Le vieux palais presque à l’abandon,
le jardin qui va devenir propriété municipale et parc public, la folie de la
mère et l’inceste du frère et de la sœur
-- autant de signes de cette désagrégation
en marche que ne comprend pas Andrew, l’Américain sans histoire (dans les deux
sens du terme), étranger à ce monde en décomposition. La figure de la mère,
souvent périphérique chez Visconti (voir celle qu’incarne fugitivement Claudia
Cardinale dans Violence et passion/Gruppo
di famigla in un interno, 1974) mais en fait absolument fondamentale,
apparaît ici comme gardienne d’un passé théâtralisé et comme porteuse de
destruction et de mort. Clytemnestre peut-être moins coupable qu’on le pense
(après tout elle punit Agamemnon de sa démesure et se venge du sacrifice de sa
fille, Iphigénie), elle glissera dans la noirceur maléfique d’une lady Macbeth
égarée au cœur du nazisme dans Les Damnés
(La Caduta degli dei, 1969) --
égarée et aussi, chute ultime, incestueuse.
Cette grandeur tragique que Visconti
a presque toujours su donner à son œuvre, on la retrouve ici dans cette
dimension théâtrale et pour ainsi dire opératique
dont le cinéaste, pour le meilleur, n’a jamais voulu (ou su) se détacher.

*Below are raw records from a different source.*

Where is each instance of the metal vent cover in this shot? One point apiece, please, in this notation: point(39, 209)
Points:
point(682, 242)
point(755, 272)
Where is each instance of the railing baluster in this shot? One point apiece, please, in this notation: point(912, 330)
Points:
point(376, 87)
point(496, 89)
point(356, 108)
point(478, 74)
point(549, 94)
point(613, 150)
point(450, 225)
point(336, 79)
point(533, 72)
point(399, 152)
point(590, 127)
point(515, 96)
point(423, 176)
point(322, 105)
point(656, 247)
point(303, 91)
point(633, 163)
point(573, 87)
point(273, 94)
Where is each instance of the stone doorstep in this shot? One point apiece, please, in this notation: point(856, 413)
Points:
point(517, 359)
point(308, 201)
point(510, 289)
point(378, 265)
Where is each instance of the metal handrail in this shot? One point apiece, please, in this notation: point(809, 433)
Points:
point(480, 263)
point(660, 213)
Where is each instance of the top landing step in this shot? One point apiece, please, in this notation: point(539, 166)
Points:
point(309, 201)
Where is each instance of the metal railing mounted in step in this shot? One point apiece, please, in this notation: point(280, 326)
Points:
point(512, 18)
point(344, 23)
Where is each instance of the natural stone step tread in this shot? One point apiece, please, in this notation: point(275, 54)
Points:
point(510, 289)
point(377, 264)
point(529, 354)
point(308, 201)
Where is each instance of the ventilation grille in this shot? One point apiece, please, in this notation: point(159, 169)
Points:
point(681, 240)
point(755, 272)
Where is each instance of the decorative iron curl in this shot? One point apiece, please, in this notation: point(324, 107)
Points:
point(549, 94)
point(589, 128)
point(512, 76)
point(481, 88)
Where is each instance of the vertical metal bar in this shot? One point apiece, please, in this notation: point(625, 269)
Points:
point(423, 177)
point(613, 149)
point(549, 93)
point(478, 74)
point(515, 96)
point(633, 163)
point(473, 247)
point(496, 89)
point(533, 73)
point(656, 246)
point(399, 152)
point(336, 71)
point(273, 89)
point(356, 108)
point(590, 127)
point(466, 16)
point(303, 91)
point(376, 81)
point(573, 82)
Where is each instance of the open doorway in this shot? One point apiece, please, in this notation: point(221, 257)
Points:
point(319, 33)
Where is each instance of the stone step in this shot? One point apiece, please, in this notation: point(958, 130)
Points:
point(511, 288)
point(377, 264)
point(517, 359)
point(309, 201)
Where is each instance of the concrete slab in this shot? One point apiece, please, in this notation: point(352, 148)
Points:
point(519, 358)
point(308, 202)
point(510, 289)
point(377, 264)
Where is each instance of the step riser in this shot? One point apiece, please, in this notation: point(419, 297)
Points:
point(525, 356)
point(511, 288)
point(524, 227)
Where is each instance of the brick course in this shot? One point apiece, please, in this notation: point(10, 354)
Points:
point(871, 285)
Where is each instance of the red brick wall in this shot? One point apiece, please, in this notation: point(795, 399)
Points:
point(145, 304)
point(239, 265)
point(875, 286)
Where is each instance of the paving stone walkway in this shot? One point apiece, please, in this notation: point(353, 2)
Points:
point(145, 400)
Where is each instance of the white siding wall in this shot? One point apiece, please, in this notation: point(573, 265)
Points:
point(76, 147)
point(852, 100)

Certes, plutôt que dans les larges mouvements symphoniques de Bruckner (Senso) ou de Mahler (Mort à Venise/Morte a Venizia, 1971), le
film se situe, comme Violence et passion,
dans le registre d’une musique de chambre plus intime (le triptyque pour piano Prélude, choral et fugue de César
Franck) dont le caractère nostalgique sied admirablement à un récit dont
Visconti compense l’apparente retenue par l’ampleur de sa mise en scène et la
précision du jeu des acteurs quand chaque expression, chaque geste, chaque
position est l’objet de l’exigence la plus absolue -- jeu
qu’il pousse au point extrême de l’emphase et de la théâtralité avec le
personnage de la mère qu’il a confié à Marie Bell, archétype de la tragédienne
classique et qui aurait incarné la Berma dans l’adaptation de Proust qu’il
espéra longtemps mener à bien[4].
A sa sortie en 1965, en dépit du
Lion d’or qu’il remporta à la Mostra de Venise (ou peut-être à cause de…), le
film fut violemment attaqué, notamment par les jeunes cinéastes du nouveau
cinéma italien qui se voulaient politiquement très engagés pour ne pas dire
révolutionnaires[5],
Marco Bellochio en tête, qui reprochèrent à Visconti d’entretenir une fascination dénuée de toute distance
critique pour ses origines sociales dans un propos jugé
« rétrograde ». « C’est vraiment un phénomène de sénilité, ajoutait
Bellochio[6].
Son origine, qu’il avait réussi à dominer et, d’une certaine manière à
critiquer dans ses années de plus grand effort créateur, a repris possession de
lui et il n’arrive plus à s’en détacher ni même, d’une façon ou d’une autre, à
la reconnaître. »
Les querelles des anciens et des modernes,
où il fallait à toute force tuer le père, ont depuis lors fait long feu et,
splendidement écrit et filmé, Sandra
nous rappelle fort opportunément aujourd’hui que Visconti s’impose plus que
jamais comme l’un des auteurs majeurs du cinéma italien du siècle passé.
[1]
Rien à voir avec celle, restaurée et numérique, en tous points admirables, des Jours comptés.
[2]
Les Jardins des Finzi-Contini,
admirable roman, et les autres œuvres de Bassani (romans et nouvelles) sont
regroupés dans Le Roman de Ferrare,
collection Quarto, Gallimard, 2006.
[3] Cité par
Laurence Schifano, in Visconti, les feux
de la passion, Librairie Académique Perrin, 1987, réédition collection
« Champs Contre-Champs », Flammarion, 1989, p.381.
[4]
Et dont le scénario, écrit avec Suso Cecchi d’Amico, a été publié en 1984 aux
éditions Persona.
[5]
En illustrant eux aussi des situations incestueuses, mais sous une forme de
cinéma radicalement différente et dans une perspective subversive
vigoureusement revendiquée, Bernardo Bertolucci avec Prima della rivoluzione (1964) et Bellochio avec Les Poings dans les poches (I Pugni in tasca, 1965).
[6]
Cité par Giuseppe Ferrara, in Luchino Visconti,
collection « Cinéma d’Aujourd’hui », 1970, p.84.